When order is omitted, ApexSankey falls back to its automatic crossing-minimization layout.

Keeping order stable across updates

Because the automatic layout can reposition nodes when values change, supplying order is the reliable way to keep a fixed arrangement across re-renders.
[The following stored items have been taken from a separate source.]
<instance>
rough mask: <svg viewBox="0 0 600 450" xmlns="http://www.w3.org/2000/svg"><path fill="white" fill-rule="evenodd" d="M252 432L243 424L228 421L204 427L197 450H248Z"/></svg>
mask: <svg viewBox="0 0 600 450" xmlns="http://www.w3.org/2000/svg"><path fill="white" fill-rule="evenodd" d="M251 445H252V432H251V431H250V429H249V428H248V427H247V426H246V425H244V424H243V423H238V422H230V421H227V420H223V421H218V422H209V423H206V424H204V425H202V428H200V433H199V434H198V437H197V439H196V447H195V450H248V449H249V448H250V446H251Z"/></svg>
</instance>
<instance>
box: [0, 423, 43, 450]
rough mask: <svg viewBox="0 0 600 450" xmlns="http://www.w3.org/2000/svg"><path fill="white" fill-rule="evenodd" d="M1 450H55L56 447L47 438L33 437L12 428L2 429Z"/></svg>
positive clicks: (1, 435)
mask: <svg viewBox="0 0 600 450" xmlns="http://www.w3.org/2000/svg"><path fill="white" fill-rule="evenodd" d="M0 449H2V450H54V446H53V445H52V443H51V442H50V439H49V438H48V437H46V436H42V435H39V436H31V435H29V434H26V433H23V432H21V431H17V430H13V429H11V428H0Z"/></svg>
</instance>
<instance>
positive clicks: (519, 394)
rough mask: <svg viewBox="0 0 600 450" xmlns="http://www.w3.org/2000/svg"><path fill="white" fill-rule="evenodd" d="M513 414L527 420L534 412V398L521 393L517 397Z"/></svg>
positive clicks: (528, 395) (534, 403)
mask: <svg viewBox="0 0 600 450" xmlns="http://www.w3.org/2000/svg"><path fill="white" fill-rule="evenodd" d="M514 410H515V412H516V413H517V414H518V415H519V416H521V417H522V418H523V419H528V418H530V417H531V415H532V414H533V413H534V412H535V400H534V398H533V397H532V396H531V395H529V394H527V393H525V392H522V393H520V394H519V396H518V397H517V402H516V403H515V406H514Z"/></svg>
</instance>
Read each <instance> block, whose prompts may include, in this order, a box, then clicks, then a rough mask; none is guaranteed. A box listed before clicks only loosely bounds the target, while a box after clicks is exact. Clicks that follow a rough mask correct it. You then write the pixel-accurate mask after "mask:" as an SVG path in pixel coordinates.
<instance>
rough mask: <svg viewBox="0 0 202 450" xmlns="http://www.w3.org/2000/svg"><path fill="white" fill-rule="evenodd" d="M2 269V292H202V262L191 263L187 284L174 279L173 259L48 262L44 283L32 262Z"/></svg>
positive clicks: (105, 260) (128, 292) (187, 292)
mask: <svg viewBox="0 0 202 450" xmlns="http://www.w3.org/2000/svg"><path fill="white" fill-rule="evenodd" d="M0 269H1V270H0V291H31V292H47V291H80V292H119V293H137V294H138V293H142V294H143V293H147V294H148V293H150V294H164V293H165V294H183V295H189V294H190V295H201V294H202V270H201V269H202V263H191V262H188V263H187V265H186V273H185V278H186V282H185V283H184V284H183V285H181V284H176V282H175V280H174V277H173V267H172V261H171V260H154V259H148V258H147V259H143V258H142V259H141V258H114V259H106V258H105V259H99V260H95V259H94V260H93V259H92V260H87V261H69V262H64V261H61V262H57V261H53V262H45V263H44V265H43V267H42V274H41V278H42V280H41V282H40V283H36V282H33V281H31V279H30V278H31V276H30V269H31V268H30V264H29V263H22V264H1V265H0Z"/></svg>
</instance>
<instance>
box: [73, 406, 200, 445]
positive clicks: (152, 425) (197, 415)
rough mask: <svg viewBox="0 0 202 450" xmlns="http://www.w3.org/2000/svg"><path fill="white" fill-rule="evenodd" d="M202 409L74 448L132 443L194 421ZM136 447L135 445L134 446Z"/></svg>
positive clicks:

Recompute or reuse the same order array whenever you call render() with new data:

const order = [
  [['LinkedIn', 'Indeed', 'Referral']],
  [['Applied']],
  [['Responded'], ['No Response']],
  [['Interviewed'], ['Rejected']],
  [['Accepted']],
]

function draw(nodes, edges) {
  sankey.render({ nodes, edges, options: { order } })
}

React example

import { ApexSankey } from 'react-apexsankey'

const data = {
  nodes: [
    { id: 'a', title: 'A' },
    { id: 'b', title: 'B' },
    { id: 'c', title: 'C' },
    { id: 'd', title: 'D' },
  ],
  edges: [
    { source: 'a', target: 'c', value: 20, type: 'flow' },
    { source: 'b', target: 'c', value: 15, type: 'flow' },
    { source: 'c', target: 'd', value: 35, type: 'flow' },
  ],
  options: {
    order: [
      [['a', 'b']],
      [['c']],
      [['d']],
    ],
  },
}

export default function OrderedSankey() {
  return <ApexSankey data={data} options={{ nodeWidth: 20 }} />
}

Note: in the data object, options holds the layout order; visual options like nodeWidth go in the component's options prop (or the constructor options in vanilla JS).